Die Social Video-App TikTok bietet ihren meist sehr jungen Usern eine perfekte Bühne, um sich in selbstgedrehten 15-sekündigen Videos tänzerisch, musikalisch, Stuntman-mäßig oder einfach nur lustig in Szene zu setzen. Jedes Video ist mit passender Musik hinterlegt und Filter und Masken á la Instagram fehlen natürlich auch nicht.

Wer sich mal einen eigenen Eindruck möchte, findet hier ein Beispiel:

Entscheidend für den Erfolg und die eigene „Berühmtheit“ ist es also, dass man den Zuschauer bestmöglich unterhält. Gedankt wird einem mit Videoviews und einer hohen Followerschaft. Darüber hinaus haben User die Möglichkeit, ähnlich wie bei der Gaming-Plattform Twitch ihren TikTok-Stars per Live-Funktion Geld zuzusenden. Wenn man es in einem Wort beschreiben sollte: „Fametainment“. Dieses soziale Unterhaltungsprinzip ist natürlich nicht neu, sondern auch auf Plattformen wie Instagram oder YouTube immanent.

Geringere Aufmerksamkeitspanne als ein Goldfisch

Schaffte es die Plattform Vine von Twitter vor einigen Jahren mit ihren ultrakurzen 6-sekündigen Videos noch nicht, sich langfristig durchzusetzen, war aber trotzdem schon ein klarer Trend in Richtung snackable Videos zu erkennen. Und dies auch aus einem sehr guten Grund, denn die durchschnittliche Aufmerksamkeitsspanne eines Menschen liegt heute gerade mal bei 8 Sekunden. Damit liegt unsere Ausfmerksamkeittsspanne unter der eines Goldfisches mit 9 Sekunden. Erschreckend, aber wahr.

Dies erklärt sicherlich auch in Teilen den massiven Anstieg der Nutzerzahlen von TikTok, zahlt die App doch voll auf das heutige Mediennutzungsverhalten ein. Dass diese Art der Informationsaufnahme nicht nur ein kurzweiliges Phänomen ist, zeigen auch der Erfolg von Instagram-Stories oder Messaging-Dienste wie Snapchat.

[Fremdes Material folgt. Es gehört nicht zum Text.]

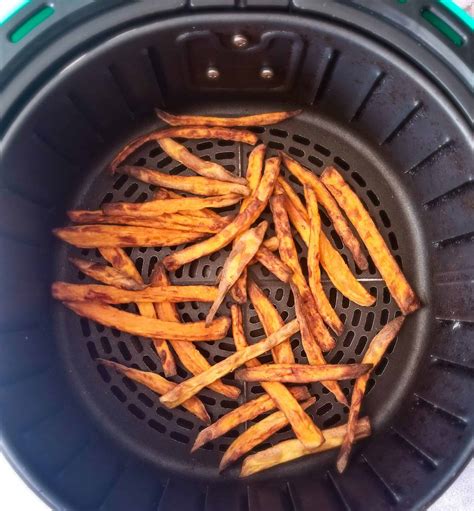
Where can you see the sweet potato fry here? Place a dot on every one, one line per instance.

Die Nutzungsdauer von TikTok liegt bei knapp 50min täglich. Legt man die Videolänge von 15 Sekunden zugrunde, dann sind das wahnsinnige 200 unterschiedliche Videos pro Tag, die von einem Nutzer angesehen werden. Nun ist TikTok neben Instagram, Snapchat, WhatsApp oder Netflix nur einer von vielen Kanälen, was eine schiere Informationflut zur Folge hat.

Was bedeutet das nun für Unternehmen?

Die weitere Entwicklung von TikTok lässt sich derzeit noch nicht abschätzen. Genauso offen ist, ob ein Einstieg für Unternehmen derzeit schon lohnenswert ist.

Doch ist definitiv zum empfehlen, TikTok im Hinterkopf zu behalten und genau zu beobachten, wie sich die Plattform in den kommenden Monaten weiterentwickelt. Denn Fakt ist, dass TikTok gerade bei der jungen Zielgruppe extrem gut ankommt.
Der Handels- und Dienstleistungskonzern Otto ist mit seiner Kampagne #MachDichZumOtto beispielsweise äußerst erfolgreich auf TikTok gestartet. Die Kampagne erzielte bisher mehr als 213 Millionen Aufrufe und somit eine unglaubliche Reichweite.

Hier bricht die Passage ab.